Очень глупый вопрос. Очень.
– Я в Москве, значит, я москвич.
– Ясно. Что думаешь по Сотнику?
– Ничего не думаю. Сейчас пообщаемся. То есть... ты пообщаешься, прольешь бальзам на его израненную... ключицу.
– Шутник ты однако, –
– У меня было свое бюро... в Киеве.
– В Киеве? Ясно. И что там?
– Тоже зима.
– А в бюро?
– Надоело. Здесь больше драйва.
– Драйва? Так ты это называешь? Ну, возможно, – она усмехается.
– А ты?
– Что?
– Почему в «Спартаке»?
Она не отвечает. И я вдруг совсем иначе вижу ее грустное, бледное лицо, обрамленное светлыми волосами. И вопросы о красном платье отпадают сами собой. Можно было догадаться...
– Ясно, – повторяю я за ней.
– Что тебе ясно? – огрызается она и продолжает с глухой обидой на весь мир: – Ты знаешь, как я его люблю? До какой степени? «Очень» – это слабо сказано. Я все бросила: подиум, карьеру в рекламе, свои маленькие телероли, чтобы быть рядом с ним, чтобы быть ему полезной, чтобы ему удобнее было мной пользоваться! Но, если бы он хоть что-то чувствовал, не стал бы подкладывать меня в постель к нужным людям – ни ради какой информации, ни ради какой цели, ни ради какого задания! Понимаешь меня? Он ничего ни к кому не чувствует. Живет одним эхом войны, словно у него внутри разорвалась бомба. Я потом только сообразила, что так все и осталось по-прежнему: он в своем мире, а я – в своем, но рядом.
Я явственно вижу перед собой стальные глаза Генки и понимаю, что это – целиком в его стиле.
– Сейчас не встречаетесь?
– Очень редко, когда ему уж совсем пойти некуда. Но это... как свидания без слов, в пустоте и темноте.
Зачем она рассказала мне это?
– Зачем я рассказала тебе это?! – поражается она сама.
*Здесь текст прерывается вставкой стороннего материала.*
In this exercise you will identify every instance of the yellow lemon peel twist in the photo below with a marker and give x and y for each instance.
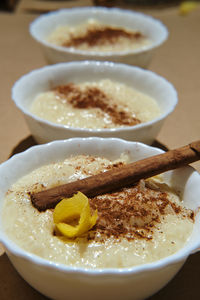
(70, 209)
(187, 6)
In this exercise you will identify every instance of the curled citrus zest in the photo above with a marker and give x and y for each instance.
(70, 209)
(187, 6)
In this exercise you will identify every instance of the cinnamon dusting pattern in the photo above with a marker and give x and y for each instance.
(133, 213)
(100, 36)
(93, 35)
(93, 97)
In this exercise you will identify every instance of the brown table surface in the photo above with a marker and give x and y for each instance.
(178, 60)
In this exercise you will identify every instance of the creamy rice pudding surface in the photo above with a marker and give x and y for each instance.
(97, 37)
(136, 225)
(101, 104)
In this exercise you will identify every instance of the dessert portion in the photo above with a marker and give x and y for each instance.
(98, 37)
(95, 105)
(134, 225)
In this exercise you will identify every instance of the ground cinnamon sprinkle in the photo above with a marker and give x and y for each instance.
(132, 213)
(92, 97)
(100, 36)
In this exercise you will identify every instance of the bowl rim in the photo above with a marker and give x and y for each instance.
(178, 257)
(95, 64)
(99, 54)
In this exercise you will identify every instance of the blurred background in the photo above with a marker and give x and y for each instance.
(42, 6)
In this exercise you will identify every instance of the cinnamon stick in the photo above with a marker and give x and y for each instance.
(117, 178)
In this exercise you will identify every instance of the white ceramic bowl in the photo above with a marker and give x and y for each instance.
(45, 24)
(59, 281)
(44, 79)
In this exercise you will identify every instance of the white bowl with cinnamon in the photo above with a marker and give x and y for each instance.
(98, 33)
(155, 221)
(92, 98)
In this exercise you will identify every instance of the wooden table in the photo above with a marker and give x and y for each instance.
(178, 60)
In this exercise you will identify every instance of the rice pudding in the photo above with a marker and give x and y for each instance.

– Потому что мы – маленькая команда. И как командир нашей маленькой команды, я скажу тебе, что рано или поздно самая сильная боль проходит, самая страшная печаль забывается.
Она кивает головой.
– Да. Еще говорят: время лечит. И я очень хочу, чтобы это в конце концов прошло... это все, эта мука. Но мне кажется, что она пройдет вместе с моей жизнью.
– Не выдумывай!
– Так я чувствую. Но...
Ее губы находят забытую улыбку.
– Но что?
– Но мне казалось, что это я командир нашей маленькой команды, а ты – новичок.
И я тоже улыбаюсь.
– Хорошо. Я согласен быть новичком, мэм. Согласен быть стажером и даже чернокожим напарником.
Она оборачивает ко мне бледное лицо.
– В твоей жизни тоже... было много страшных вещей?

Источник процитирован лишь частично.